La fioritura delle magnolie (dizionario della meraviglia)

La prima volta in cui mi sono accorto delle magnolie in fiore era un sabato di aprile. La domenica avremmo votato per le regionali, mantenendo intatti orgoglio e certezza della sconfitta, per me sarebbero state le prime elezioni, il primo voto, la mia prima volta.

Sono stato lasciato da Gaia il venerdì pomeriggio, ma come poi sarebbe successo molte altre volte, ci ho messo un po’ più tempo a capire e ho realizzato sabato mattina che, in effetti, ero rimasto solo. Il giorno prima delle elezioni, ma peggio ancora, a pochi passi dalla prima estate insieme, da soli.

Mi ero seduto davanti a casa sua, come potesse servire a qualcosa, e avevo sentito quel profumo incredibile venirmi da sopra la testa. Ecco le magnolie in fiore, in mezzo alla città. Non le avevo mai viste, mai sentite, mai avevo capito.

La meraviglia.

Succede così, la meraviglia. Non lo sapevi prima, lo sai, ed è bellissimo.

Quasi quindici anni dopo, lo stesso giorno di aprile, alla fine del pomeriggio, è nato il Piccolo. Sono uscito nel cortile dell’ospedale per fumare una sigaretta, e ho trovato le magnolie in fiore. Mi sono ricordato della meraviglia, e ho aggiunto il ricordo a una meraviglia ancora nuova. C’era odore di bagnato, nel cortile, e il sole stava scomparendo dietro a uno dei padiglioni, illuminando solo la punta dell’albero. Alla sera ho preso la moto e sono tornato a casa, sentendo l’aria calda sulle braccia e le vibrazioni del due cilindri.

La meraviglia.

La meraviglia raccoglie quello che c’è intorno, dettagli insignificanti, magari piccole cose che non avrebbero mai trovato spazio nella tua memoria, per metterle insieme. La meraviglia cucina tutto insieme. E così il vibrare godurioso del due cilindri e il sole caldo mi sono rimasti nelle braccia, nella testa, insieme alla magnolia, insieme a un figlio che nasce.

L’anno scorso, lo stesso giorno, era martedì, ho preso una strada sterrata che saliva a un santuario, con la moto che ha iniziato a slittare, ondulando come fosse una zattera.

Ho respirato il profumo del prato, l’odore del legno umido, mi sono accarezzato per togliermi la polvere dalla barba, ho appoggiato la mano vicino al motore per sentire il caldo, la fatica dei due cilindri.

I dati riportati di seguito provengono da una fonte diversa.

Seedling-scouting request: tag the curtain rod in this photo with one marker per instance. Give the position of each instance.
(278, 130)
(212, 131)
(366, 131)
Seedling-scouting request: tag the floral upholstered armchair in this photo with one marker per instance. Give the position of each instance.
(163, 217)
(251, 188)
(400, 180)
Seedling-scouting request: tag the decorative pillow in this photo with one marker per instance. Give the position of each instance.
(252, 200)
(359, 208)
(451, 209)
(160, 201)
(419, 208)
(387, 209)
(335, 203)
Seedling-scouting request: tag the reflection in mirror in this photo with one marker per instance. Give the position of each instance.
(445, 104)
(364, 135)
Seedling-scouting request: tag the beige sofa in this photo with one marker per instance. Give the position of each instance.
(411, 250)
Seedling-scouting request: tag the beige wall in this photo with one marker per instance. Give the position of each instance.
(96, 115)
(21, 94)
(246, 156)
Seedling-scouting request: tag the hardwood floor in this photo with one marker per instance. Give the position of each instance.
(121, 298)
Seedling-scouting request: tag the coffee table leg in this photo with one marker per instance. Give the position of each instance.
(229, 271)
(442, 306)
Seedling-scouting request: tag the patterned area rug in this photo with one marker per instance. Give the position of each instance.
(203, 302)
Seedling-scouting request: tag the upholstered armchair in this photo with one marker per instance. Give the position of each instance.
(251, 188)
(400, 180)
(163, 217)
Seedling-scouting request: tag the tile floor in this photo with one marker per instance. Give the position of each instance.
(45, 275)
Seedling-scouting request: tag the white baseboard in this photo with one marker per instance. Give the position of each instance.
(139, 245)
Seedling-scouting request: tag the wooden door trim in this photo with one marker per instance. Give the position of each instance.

Chi sono io, adesso? Ho pensato.

Non mi so mai rispondere.

Ma so di certo che ti ho cercata in un sacco di posti sbagliati, e non ho mai saputo ammettere che non trovarti fosse logico.

Alla fine di un sentiero, fatto di corsa, nelle gambe socchiuse di una donna, nel sorriso di un amico, su una spiaggia a fine stagione, dal finestrino di un aereo.

So dove non ti ho trovata. E so di aver bisogno di te.

Ultimamente corro. Mi sembra il palliativo migliore. Mi meraviglio delle mie gambe, di un panorama, dello scorrere del tempo.

Ma quelle magnolie in fiore, quello è stato davvero un inizio.